Пленница - страница 152

Шрифт
Интервал

стр.

Прием этот был бы, впрочем, не на много более порочен, чем мною принятый, ибо образы, определявшие мое поведение, столь противоположные тем, что рисовались в моих словах, бывали в то время чрезвычайно смутными; я обладал весьма несовершенным знанием природы, согласно которой действовал; в настоящее время я отчетливо сознаю ее субъективную истину. Что же касается объективной ее истины, иными словами, насколько способности этой природы схватывали истинные намерения Альбертины точнее, чем моя рассудочная способность, имел ли я право доверяться этой природе или же она, напротив, исказила намерения Альбертины, вместо того чтобы их разгадать, на это мне трудно ответить. Смутный страх, испытанный мной у Вердюренов, что Альбертина меня покинет, сначала рассеялся. Я вернулся домой с таким чувством, точно я заключен в тюрьму, и вовсе не думал, что найду у себя пленницу. Но рассеявшийся страх вновь меня охватил с еще большей силой, когда, объявив Альбертине о том, что я был у Вердюренов, я увидел, как на лицо ее ложится тень загадочного раздражения, появлявшаяся на нем, впрочем, не в первый раз.

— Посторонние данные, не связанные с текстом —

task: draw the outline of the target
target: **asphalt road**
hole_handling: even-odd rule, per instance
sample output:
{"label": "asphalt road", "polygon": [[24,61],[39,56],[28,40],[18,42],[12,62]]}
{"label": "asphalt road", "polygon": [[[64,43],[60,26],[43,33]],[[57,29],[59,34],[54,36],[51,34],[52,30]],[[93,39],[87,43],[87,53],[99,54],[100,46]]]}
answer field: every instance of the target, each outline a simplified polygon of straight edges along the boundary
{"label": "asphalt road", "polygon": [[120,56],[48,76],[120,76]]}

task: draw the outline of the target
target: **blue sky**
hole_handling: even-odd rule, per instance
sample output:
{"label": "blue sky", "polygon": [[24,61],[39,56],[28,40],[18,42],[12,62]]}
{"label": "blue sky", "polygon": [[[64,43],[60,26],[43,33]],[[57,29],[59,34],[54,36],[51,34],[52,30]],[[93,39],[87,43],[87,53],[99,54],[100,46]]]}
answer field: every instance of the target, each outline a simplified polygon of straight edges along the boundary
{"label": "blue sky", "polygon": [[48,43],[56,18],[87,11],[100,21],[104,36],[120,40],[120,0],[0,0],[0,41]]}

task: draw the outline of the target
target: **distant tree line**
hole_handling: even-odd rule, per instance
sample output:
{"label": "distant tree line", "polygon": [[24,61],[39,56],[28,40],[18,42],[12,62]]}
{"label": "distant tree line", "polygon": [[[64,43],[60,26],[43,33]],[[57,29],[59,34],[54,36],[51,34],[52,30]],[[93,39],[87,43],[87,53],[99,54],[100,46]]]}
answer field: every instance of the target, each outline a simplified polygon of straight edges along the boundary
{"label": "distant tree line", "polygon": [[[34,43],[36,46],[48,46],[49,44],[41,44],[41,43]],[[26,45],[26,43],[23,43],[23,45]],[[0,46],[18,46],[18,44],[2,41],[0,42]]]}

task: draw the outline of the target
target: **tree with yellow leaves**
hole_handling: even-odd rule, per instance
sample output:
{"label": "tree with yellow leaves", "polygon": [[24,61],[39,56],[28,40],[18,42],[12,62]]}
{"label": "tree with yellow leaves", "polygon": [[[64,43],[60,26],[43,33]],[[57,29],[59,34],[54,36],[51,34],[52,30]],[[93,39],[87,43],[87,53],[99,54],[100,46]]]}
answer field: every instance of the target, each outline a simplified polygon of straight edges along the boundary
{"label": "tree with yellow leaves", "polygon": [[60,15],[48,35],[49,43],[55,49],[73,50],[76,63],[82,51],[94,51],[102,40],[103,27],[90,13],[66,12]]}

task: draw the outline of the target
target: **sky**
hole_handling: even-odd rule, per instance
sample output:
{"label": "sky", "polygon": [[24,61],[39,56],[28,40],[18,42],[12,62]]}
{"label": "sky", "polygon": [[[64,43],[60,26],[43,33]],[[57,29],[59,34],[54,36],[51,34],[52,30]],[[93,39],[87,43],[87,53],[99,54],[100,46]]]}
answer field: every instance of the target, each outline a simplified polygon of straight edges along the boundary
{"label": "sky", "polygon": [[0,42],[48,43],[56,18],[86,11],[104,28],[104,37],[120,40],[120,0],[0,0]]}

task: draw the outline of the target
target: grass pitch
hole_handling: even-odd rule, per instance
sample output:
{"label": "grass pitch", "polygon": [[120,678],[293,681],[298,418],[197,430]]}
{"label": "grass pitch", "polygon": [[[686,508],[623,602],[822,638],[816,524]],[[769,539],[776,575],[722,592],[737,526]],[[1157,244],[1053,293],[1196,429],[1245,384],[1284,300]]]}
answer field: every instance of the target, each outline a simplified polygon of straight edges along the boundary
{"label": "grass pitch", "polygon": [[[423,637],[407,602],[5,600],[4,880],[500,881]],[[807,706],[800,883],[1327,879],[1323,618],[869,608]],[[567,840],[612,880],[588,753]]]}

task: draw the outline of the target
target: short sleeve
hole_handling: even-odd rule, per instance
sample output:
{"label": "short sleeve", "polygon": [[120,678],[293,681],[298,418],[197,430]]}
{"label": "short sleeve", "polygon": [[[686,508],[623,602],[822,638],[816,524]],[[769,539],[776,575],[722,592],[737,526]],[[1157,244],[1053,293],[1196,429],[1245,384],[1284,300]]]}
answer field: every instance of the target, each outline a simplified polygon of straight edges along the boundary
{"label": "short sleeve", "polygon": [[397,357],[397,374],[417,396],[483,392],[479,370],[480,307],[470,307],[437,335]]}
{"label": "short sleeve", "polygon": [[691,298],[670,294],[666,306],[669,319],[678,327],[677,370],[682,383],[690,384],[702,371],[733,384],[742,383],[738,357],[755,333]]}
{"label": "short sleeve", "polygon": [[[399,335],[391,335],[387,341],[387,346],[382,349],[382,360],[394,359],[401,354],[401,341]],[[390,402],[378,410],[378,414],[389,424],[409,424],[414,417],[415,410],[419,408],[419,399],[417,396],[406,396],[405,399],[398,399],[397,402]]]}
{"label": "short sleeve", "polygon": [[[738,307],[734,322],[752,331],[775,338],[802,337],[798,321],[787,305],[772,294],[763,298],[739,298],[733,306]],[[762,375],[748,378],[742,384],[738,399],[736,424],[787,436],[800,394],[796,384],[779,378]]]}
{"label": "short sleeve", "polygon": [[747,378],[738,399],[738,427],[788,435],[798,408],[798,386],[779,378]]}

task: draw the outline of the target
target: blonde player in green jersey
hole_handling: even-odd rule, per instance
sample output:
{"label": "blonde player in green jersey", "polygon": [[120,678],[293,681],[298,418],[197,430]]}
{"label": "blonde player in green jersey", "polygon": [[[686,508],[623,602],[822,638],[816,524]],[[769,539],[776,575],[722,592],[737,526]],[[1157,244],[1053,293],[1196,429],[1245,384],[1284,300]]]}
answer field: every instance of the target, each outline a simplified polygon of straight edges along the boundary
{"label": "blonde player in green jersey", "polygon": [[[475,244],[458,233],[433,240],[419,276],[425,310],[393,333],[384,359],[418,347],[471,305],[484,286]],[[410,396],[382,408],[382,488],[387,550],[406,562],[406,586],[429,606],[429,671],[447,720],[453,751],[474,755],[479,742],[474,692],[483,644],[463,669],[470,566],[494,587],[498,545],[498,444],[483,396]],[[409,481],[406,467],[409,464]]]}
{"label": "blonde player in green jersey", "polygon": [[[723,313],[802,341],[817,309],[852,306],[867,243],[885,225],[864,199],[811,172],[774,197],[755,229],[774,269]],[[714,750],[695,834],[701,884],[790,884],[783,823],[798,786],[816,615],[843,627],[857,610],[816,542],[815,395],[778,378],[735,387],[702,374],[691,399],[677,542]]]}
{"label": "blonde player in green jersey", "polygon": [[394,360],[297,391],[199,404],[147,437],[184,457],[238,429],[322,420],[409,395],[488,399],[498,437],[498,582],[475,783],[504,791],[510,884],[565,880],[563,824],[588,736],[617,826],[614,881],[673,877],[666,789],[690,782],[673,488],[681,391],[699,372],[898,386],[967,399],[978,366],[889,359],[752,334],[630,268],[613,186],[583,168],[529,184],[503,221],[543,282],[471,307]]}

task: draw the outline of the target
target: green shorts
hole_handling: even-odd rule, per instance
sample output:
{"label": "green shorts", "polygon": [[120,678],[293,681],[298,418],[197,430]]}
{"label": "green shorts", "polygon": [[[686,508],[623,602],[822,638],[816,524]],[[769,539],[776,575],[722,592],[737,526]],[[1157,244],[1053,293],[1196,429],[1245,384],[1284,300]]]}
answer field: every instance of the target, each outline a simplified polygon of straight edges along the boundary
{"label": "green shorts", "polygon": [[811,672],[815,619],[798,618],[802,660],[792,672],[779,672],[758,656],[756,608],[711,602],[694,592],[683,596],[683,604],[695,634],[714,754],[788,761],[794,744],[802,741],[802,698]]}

Я хорошо знал, что то была лишь кристаллизация в ее теле невысказанных неудовольствий, ясных для существа, которое их образует и о них умалчивает, то был ставший видимым, но иррациональный синтез, который я, в свою очередь, пытался, воспринимая драгоценный его осадок на лице любимого существа, разложить на интеллектуальные элементы, дабы понять, что в этом существе происходит. Приблизительное значение неизвестного, которым были для меня мысли Альбертины, выражалось для меня таким образом: «Я знала о его подозрениях, я была убеждена, что он попытается их проверить, и, чтобы я его не стесняла, он проделал всю эту маленькую работу тайком».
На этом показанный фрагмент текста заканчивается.